Opinion : en abandonnant H264 dans Chrome, Google ne rend service à personne

En prenant la décision d'abandonner le support du codec H264 dans Chrome au profit de son propre format ouvert, WebM, Google risque de fragmenter le marché émergent du multimédia sur le web et de nuire au décollage des technologies vidéo du format HTML5. Et de compliquer au passage la vie des utilisateurs et des développeurs web.

L'annonce par Google de l'abandon à venir du codec vidéo H264 dans son navigateur Chrome est tombée hier comme une petite bombe. Officiellement, il s'agit selon le blog de la firme de soutenir l'adoption de formats "ouverts" à même d'accélérer l'innovation en matière de médias sur le Web. Le support d'H264 sera donc retiré de Chrome au profit du support du format WebM développé par Google suite au rachat d'On2 (WebM embarque dans un conteneur dérivé du format Matroska, des flux vidéo compressés avec le codec VP8 et avec le codec audio Vorbis), ainsi que de Theora (développé par la fondation Xiph et qui embarque dans un conteneur Ogg des flux vidéo compressés avec une évolution du codec vidéo VP3 et des flux audio compressés avec le codec audio Vorbis).

 webm logo
WebM est le fer de lance de Google
dans son offensive sur le web
multimédia

Problème : WebM n'est aujourd'hui quasiment pas utilisé - il en va de même de Theora - et les deux codecs sont largement reconnus comme technologiquement inférieurs à H264, un codec désormais intégré en standard dans la plupart des PC et Mac, mais aussi utilisé par Adobe dans Flash. Autant dire qu'en prêchant l'usage du libre, Google oeuvre sans doute plutôt pour ses propres intérêts et pour l'adoption d'un codec qui lui a quand même couté la bagatelle de 125 M$. On touche là aux limites de la fameuse doctrine "do no evil" censée guider les décisions de la firme.

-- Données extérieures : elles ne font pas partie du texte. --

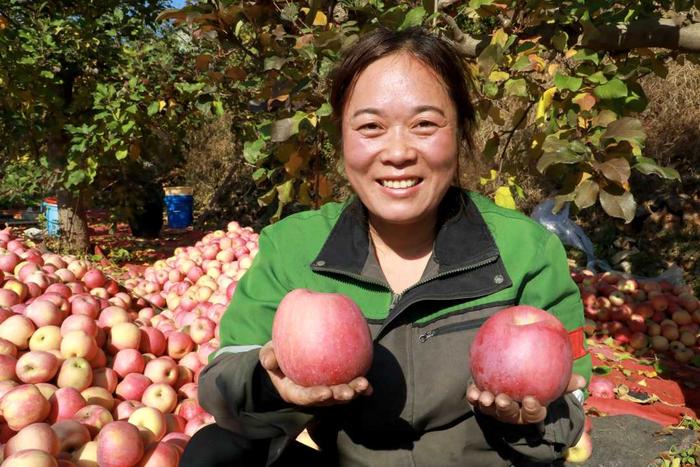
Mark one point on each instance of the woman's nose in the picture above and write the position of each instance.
(398, 149)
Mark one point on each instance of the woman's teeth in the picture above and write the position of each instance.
(399, 183)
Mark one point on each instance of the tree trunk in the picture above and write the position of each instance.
(71, 208)
(73, 222)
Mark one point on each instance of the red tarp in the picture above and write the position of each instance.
(661, 393)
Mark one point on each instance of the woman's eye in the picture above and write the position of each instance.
(369, 126)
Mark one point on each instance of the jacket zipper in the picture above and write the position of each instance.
(454, 327)
(391, 318)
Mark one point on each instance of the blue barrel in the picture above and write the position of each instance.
(50, 209)
(178, 201)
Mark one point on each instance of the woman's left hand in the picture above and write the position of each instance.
(505, 409)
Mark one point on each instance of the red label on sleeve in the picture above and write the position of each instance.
(576, 337)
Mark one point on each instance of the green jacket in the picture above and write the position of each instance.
(485, 258)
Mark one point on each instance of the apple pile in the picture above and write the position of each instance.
(93, 374)
(641, 315)
(321, 338)
(502, 355)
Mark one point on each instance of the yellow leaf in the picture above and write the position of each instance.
(499, 37)
(504, 197)
(321, 19)
(498, 76)
(545, 102)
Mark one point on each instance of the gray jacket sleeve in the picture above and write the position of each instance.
(236, 390)
(538, 443)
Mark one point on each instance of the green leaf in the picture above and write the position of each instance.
(253, 151)
(274, 63)
(621, 206)
(560, 40)
(259, 175)
(325, 110)
(489, 58)
(625, 129)
(516, 87)
(587, 56)
(557, 151)
(597, 78)
(153, 108)
(617, 170)
(413, 18)
(285, 191)
(75, 178)
(648, 166)
(476, 4)
(586, 194)
(613, 89)
(218, 108)
(504, 197)
(604, 118)
(571, 83)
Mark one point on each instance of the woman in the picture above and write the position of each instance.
(425, 261)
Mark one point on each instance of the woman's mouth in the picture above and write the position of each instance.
(400, 184)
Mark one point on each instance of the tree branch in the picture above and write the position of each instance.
(466, 45)
(663, 33)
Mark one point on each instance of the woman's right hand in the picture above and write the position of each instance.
(314, 396)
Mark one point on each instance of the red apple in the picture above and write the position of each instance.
(522, 351)
(24, 405)
(119, 445)
(35, 436)
(65, 402)
(36, 366)
(321, 339)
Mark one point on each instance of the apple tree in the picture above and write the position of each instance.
(96, 92)
(558, 80)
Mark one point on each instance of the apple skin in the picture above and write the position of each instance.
(160, 396)
(24, 405)
(65, 402)
(46, 338)
(132, 386)
(94, 417)
(72, 435)
(321, 339)
(36, 366)
(35, 436)
(128, 361)
(75, 372)
(581, 452)
(160, 455)
(150, 422)
(522, 351)
(119, 445)
(30, 457)
(162, 370)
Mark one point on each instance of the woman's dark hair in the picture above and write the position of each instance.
(431, 50)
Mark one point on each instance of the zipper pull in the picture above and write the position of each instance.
(425, 336)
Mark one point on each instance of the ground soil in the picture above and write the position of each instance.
(629, 441)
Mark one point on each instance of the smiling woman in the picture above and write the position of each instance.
(420, 257)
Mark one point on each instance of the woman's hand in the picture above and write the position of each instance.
(505, 409)
(315, 396)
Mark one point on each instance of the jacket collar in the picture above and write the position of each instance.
(463, 238)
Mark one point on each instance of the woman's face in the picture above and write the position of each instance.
(400, 140)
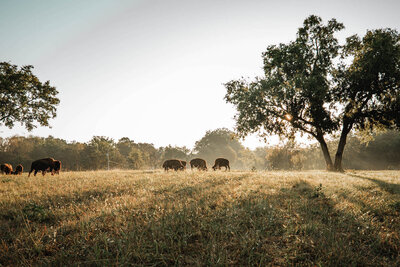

Un casse-tête en perspective pour les utilisateurs et les éditeurs de contenus

Car pour les utilisateurs comme pour l'adoption du standard HTML5 et du fameux tag (censé permettre l'inclusion simple de flux vidéos sur les sites web), la décision risque de créer un vrai casse-tête, rares étant les sites pouvant se permettre d'encoder leurs contenus dans de multiples formats pour satisfaire les caprices des géants du secteurs. Car quel que soit l'avis de ces acteurs sur H264 - Apple et Microsoft se sont prononcés en faveur du codec - , cette technologie est aujourd'hui le standard de fait au coeur des systèmes de production et de diffusion de contenus de la planète. H264 est utilisé par les producteurs de contenus et les diffuseurs pour compresser les flux vidéos sur les réseaux hertzien, câblés et ADSL, pour transmettre de la vidéo sur les réseaux mobiles, mais aussi pour compresser les vidéos sur la plupart des sites communautaires sur Internet. Et il est impensable pour cet écosystème de devoir réencoder l'ensemble de son catalogue en WebM pour les beaux yeux de Google.

Et encore ne parle-t-on ici que de contenus. Car pour les industriels, c'est encore pire. Tous les fabricants de composants ont en effet intégré à leurs puces des accélérateurs matériels H264 et ce sont ces puces qui motorisent les décodeurs, téléphones, tablettes et autres consoles massivement déployés dans les foyers. Autant dire que le caprice de Google n'aura aucune influence rapide sur un tel écosystème, quand bien même YouTube, la filiale vidéo de Google, se déciderait-elle à réencoder tous les contenus de son site.

Bref en endossant pour l'occasion l'attitude d'un ayatollah du libre, il n'est pas sûr que Google se rende service. Et une chose est sûre, il ne rend surtout pas service aux utilisateurs et développeurs web qu'il prétend défendre du mal...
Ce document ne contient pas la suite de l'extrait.